Aku tidak pernah membayangkan akan menjadi orang yang berselingkuh. Tapi aku juga tidak pernah membayangkan akan diselingkuhi lebih dulu. Saat aku tahu dia mengkhianatiku, rasanya seperti seluruh dunia runtuh. Aku marah, hancur, dan yang paling menyakitkan: aku merasa tidak berharga.
Hari-hari setelah itu berjalan seperti kabut. Aku tetap tersenyum di depan orang lain, tetap bekerja, tetap menjadi pasangan yang “baik.” Tapi di dalam, aku menyimpan dendam. Aku ingin dia tahu rasanya. Aku ingin dia merasakan luka yang ia berikan padaku. Dan di situlah semuanya mulai berubah.
Aku tidak langsung mencari orang lain. Tapi ketika seseorang mulai mendekat, memberi perhatian, dan membuatku merasa diinginkan, aku tidak menolak. Aku membiarkan diri larut. Bukan karena cinta, tapi karena luka. Aku ingin membuktikan bahwa aku masih menarik, masih layak, dan bahwa dia tidak bisa mempermainkanku begitu saja.

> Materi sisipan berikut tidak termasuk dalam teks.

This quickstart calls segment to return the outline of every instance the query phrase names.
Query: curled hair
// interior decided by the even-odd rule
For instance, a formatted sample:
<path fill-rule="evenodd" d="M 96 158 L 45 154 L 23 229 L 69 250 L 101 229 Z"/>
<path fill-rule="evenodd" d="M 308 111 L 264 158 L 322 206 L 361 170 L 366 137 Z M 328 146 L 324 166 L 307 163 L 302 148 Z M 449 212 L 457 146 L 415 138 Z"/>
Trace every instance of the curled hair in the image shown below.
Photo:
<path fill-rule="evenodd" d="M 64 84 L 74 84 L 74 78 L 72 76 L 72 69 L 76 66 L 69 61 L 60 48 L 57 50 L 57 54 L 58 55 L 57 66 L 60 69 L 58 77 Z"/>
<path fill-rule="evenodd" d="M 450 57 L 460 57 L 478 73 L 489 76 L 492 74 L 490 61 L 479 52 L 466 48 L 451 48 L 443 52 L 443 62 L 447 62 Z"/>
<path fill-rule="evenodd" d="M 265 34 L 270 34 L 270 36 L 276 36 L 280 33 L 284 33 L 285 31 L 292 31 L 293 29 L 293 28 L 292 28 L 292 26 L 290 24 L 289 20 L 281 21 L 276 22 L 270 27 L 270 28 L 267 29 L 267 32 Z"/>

Setelah semuanya terjadi, aku tidak merasa lebih baik. Aku merasa lebih hancur. Aku mulai membenci diriku sendiri. Aku sadar bahwa dengan membalas, aku tidak menyembuhkan luka—aku hanya memperdalamnya.

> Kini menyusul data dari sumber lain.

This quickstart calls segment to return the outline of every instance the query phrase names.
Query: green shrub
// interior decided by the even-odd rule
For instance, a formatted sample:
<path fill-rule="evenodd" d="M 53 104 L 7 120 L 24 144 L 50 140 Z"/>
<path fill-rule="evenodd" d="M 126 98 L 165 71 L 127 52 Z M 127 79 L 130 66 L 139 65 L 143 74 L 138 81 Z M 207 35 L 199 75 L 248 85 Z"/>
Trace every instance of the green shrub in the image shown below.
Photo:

Aku akhirnya bicara pada pasangan. Tentang rasa sakit, tentang kemarahan, dan tentang kesalahan yang kami berdua buat. Kami tidak langsung pulih. Tapi kami mulai jujur. Kami mulai terapi. Kami mulai membangun ulang, bukan dari cinta yang manis, tapi dari kejujuran yang pahit.
Kini, aku tahu bahwa balas dendam bukanlah jalan keluar. Ia hanya membuat kita sama buruknya dengan orang yang menyakiti kita. Dan jika kita ingin sembuh, kita harus memilih jalan yang lebih sulit: memaafkan, atau pergi dengan kepala tegak.
Jadi, apakah selingkuh bisa terjadi karena balas dendam?
Jawabannya: bisa. Tapi itu bukan solusi. Itu hanya pelarian dari luka yang belum kita hadapi. Dan satu-satunya cara untuk benar-benar sembuh adalah dengan berani melihat luka itu, merawatnya, dan tidak membiarkan amarah mengendalikan arah hidup kita.